Pendant 25 ans, des voix se sont pourtant élevées pour nous rappeler à nos devoirs. On a dénoncé régulièrement le manque de places en CHSLD et les lacunes dans le soutien à domicile.

L’Institut de recherche et d'informations socio-économique (IRIS) a écrit en janvier 2019 dans la revue Relations qu’il faudrait 4 milliards de dollars pour développer un système complet de services à domicile. Ces services existent, ils sont donnés par des infirmières, des auxiliaires familiales, des travailleuses sociales, mais ce n’est pas suffisant. Qui s’occupe alors des aînés en perte d’autonomie, malades, vulnérables ? Les proches aidants, gratuitement. Largement des femmes qui mettent tout leur cœur à procurer une vie décente à des personnes désireuses de demeurer chez elles malgré les difficultés.

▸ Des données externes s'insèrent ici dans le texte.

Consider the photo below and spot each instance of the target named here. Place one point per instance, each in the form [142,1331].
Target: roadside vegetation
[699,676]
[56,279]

Trois mille personnes sont en attente d’une place en CHSLD. Entre-temps, les proches aidants s’épuisent et des aînés s’en vont dans des résidences privées dont certaines, on le sait, ne devraient même plus être autorisées à recevoir une clientèle vulnérable. Sans compter que leurs préposées, encore des femmes, sont scandaleusement sous-payées, une situation connue des pouvoirs publics depuis longtemps.

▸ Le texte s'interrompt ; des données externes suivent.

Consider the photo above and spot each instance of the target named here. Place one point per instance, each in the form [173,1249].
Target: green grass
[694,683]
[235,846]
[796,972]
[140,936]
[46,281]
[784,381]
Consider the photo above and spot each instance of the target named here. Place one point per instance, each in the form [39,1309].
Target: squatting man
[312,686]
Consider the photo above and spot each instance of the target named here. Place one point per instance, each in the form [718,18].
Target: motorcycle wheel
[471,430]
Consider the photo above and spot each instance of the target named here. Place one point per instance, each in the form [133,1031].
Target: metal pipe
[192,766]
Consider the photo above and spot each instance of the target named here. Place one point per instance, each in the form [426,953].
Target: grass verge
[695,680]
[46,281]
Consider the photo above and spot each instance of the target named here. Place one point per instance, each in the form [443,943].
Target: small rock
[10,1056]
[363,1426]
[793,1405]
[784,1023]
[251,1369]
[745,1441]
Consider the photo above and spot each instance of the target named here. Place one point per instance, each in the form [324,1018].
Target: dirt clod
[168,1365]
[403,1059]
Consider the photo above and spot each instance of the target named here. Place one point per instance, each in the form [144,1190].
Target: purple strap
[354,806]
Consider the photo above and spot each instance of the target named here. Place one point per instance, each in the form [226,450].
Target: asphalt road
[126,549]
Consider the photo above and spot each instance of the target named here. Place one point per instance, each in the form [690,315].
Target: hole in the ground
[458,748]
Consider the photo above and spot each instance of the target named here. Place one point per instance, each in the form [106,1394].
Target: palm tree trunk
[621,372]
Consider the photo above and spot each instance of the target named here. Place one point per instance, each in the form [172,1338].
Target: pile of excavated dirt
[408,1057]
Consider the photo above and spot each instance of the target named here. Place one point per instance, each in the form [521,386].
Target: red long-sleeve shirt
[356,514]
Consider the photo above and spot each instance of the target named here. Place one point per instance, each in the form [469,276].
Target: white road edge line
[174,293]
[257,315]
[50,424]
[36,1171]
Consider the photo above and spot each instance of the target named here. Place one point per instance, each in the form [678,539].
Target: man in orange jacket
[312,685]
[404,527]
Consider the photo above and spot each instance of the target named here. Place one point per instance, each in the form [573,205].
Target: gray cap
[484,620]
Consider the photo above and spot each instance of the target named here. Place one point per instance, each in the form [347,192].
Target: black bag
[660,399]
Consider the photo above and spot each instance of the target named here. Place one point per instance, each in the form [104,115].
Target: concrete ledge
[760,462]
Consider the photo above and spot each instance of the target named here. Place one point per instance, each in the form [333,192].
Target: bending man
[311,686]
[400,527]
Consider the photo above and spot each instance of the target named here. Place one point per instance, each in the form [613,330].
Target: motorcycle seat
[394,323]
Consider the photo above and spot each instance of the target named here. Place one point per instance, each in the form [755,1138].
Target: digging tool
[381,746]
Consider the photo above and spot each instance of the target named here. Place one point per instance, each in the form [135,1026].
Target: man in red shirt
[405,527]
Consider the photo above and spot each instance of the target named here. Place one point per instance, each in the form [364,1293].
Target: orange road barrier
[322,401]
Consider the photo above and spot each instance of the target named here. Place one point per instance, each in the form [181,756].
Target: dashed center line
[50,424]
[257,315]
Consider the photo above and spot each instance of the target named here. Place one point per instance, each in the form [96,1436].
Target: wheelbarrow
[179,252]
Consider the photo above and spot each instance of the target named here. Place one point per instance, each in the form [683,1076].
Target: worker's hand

Ce sombre portrait ne doit pas occulter une réalité à la fois encourageante et frustrante : personne ne remet en cause le dévouement et la compétence des employés des CHSLD et des résidences privées pour des populations en perte d’autonomie. Et tout le monde a maintenant compris que 90 % de ces employés sont des femmes dont le savoir, l’expérience et la bonté ne sont pas reconnues à leur juste valeur. On ne peut plus plaider l’ignorance !

L’après-crise devra servir à résoudre les problèmes structurels et profonds que je viens d’évoquer. N’acceptons plus l’inacceptable ! Les personnes aînées, comme les autres, ont le droit de vivre dans la dignité.